Human beings are not infallible. They can be inconsistent, misinformed, or unclear. Two people may disagree, and some people even tell lies. In any such case—when imagining the situation being discussed is impossible or very costly—the machine must refuse to believe in it.

McDermott’s work on problems 2 and 3 have influenced the development of the CONNIVER programming language, and the development of TOPLE, which is written in CONNIVER. Parts of the system are already programmed.

So far, the system cannot absorb new CONNIVER programs, but consists mostly of a set of carefully tuned programs which take responsibility for adding new statements to the data base as well as retrieving conclusions from what it already knows. These programs constitute a belief system (or, in Abelson’s (1973) terminology, a knowledge system), which is committed to making as much sense as possible from things it hears. The programs (called “if-needed methods”) which embody its knowledge of the world, possess some knowledge about what things are easiest to believe, what contradictions are best to work on, etc.
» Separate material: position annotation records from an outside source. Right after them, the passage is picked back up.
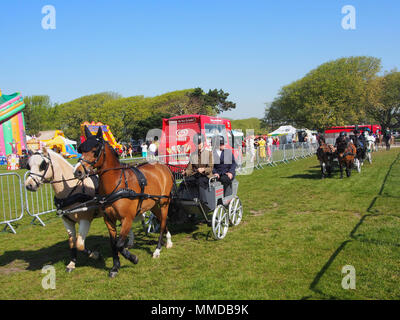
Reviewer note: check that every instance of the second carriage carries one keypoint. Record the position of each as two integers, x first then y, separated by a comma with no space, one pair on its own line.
219,208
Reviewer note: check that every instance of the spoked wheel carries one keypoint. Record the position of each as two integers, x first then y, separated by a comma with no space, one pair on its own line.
357,165
235,211
220,222
150,223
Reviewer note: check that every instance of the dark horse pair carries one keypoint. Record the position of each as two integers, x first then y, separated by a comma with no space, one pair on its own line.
345,152
126,192
325,155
TOPLE does bookkeeping, but lets these experts do most of the analysis of statements it hears. (It does not handle natural language directly, but accepts statements in a predicate calculus-like format that is directly assimilable by the pattern matcher that calls if-needed methods.) These methods ponder questions about the possibility and plausibility of the things they hear; communicate their difficulties back to their callers, which can give advice or try something else; and are free to construct hypothetical worlds to test theories about what the world really looks like, or what a speaker really meant, given what they are told.

Thus, for example, the routine which accepts statements about physical locations attempts to find the most likely arrangement of objects which is consistent with the locations given by a speaker. The routine which handles statements about going places recognizes the vagueness with which people specify destinations, and attempts to figure out the most likely destination that the creature it is told about could be aiming at. (For example, “He went over to the chandelier.” usually means, “He went over to the part of the floor directly under the chandelier.”)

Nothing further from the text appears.